Here are answers to some of the questions.

What has happened?
For the last day or so, Antipodean Apple fans have been posting on the company’s support forum, asking how they can restore access to their iPhones, iPads and iMacs after a mysterious message appeared demanding a ransom be paid.

What did the message look like?
Part of the message was included in this photograph taken by the Sydney Morning Herald in its report.

Locked iMac. Image source: Sydney Morning Herald

Locked iMac. Image source: Sydney Morning Herald

“Hacked by Oleg Pliss. For unlock device YOU NEED send voucher code by 100 $/eur one of this(Moneypack/Ukash/PaySafeCard)to [email address]”

How would you know if you were a victim?
You would no longer be able to access your iPhone, iPad or iMac as it would be locked by the same “Find my iPhone” technology that you can use if you mislay or have your device stolen.

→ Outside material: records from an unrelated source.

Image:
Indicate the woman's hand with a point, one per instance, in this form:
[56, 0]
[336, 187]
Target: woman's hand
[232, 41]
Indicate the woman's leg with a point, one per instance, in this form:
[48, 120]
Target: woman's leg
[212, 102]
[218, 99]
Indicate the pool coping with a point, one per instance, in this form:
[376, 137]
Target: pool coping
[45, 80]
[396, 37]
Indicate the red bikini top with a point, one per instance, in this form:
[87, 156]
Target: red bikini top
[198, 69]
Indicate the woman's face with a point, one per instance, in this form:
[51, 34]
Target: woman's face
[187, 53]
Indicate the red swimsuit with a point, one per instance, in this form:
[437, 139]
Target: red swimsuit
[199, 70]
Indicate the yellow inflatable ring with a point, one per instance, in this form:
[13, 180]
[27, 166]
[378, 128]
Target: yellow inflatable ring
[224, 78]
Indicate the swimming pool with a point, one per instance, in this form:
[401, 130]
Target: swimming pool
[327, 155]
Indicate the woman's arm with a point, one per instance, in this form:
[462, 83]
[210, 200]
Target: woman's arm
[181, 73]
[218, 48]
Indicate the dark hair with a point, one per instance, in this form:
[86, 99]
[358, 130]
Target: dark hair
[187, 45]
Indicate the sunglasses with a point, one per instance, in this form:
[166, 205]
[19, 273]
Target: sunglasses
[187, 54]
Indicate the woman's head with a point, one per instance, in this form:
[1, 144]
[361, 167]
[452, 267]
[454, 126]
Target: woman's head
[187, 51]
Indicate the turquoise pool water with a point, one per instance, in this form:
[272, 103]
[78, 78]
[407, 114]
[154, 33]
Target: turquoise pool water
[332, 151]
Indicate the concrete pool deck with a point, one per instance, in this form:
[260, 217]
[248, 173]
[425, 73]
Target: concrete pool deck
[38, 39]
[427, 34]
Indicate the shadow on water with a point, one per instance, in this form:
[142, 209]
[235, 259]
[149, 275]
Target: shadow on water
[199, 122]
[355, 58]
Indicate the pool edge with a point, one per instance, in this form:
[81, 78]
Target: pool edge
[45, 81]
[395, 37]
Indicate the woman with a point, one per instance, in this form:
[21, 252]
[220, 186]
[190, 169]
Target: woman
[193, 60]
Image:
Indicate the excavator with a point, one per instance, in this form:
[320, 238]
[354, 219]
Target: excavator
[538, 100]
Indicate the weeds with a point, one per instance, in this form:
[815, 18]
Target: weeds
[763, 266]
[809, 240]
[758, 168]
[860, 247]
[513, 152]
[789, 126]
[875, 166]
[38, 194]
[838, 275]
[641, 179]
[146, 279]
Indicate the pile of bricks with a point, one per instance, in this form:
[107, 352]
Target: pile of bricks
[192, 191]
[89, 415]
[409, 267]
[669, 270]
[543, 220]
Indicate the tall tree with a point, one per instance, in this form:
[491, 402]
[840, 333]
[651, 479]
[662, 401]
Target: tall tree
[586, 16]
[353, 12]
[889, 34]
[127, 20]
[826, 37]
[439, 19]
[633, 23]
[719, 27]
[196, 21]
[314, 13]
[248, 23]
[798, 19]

Some victims reported that the message suddenly appeared on their devices in the middle of the night.

How did the attackers manage to lock other people’s devices?
There are a few possibilities.

  • It could be that the attackers have exploited a vulnerability to access Apple users’ accounts to trigger the “Lost iDevice” process, but that doesn’t explain why the vast majority of reports come from Australia and New Zealand.
  • It could be that the attackers broke into Apple’s systems and stole a database of usernames and passwords. But that wouldn’t explain why the majority of reports involve users in Australia and New Zealand.
  • It could be that the victims all chose really dumb Apple ID passwords, that were easy for the attackers to crack. But dumb password choices are not exclusively a challenge for Australian and New Zealand users.
  • It could be that the devices have been infected by malware – but that seems highly unlikely – especially as many affected devices aren’t jailbroken, and again wouldn’t explain why the vast majority of reports come from Australia and New Zealand.
  • It could be that the victims were all duped by a phishing campaign into handing over their Apple ID credentials – but it would have had to have been a very localised campaign to be so skewed towards Australian and New Zealand users.
  • It could be that another service – perhaps popular in Australia and New Zealand – has been hacked, revealing shared passwords that were also being used to secure Apple IDs.

Could Apple ID accounts have been better protected?
Although the precise details of what occurred are not yet clear, what is certain is that Apple users who use two-factor authentication to protect their Apple ID accounts will be better protected from being compromised.

Apple 2FA

Two-factor authentication (sometimes called two step verification) makes life much harder for hackers attempting to hijack control of your accounts and devices, as it means they require more than just your username and password. They also need a one-time password (OTP) that is sent to your device itself.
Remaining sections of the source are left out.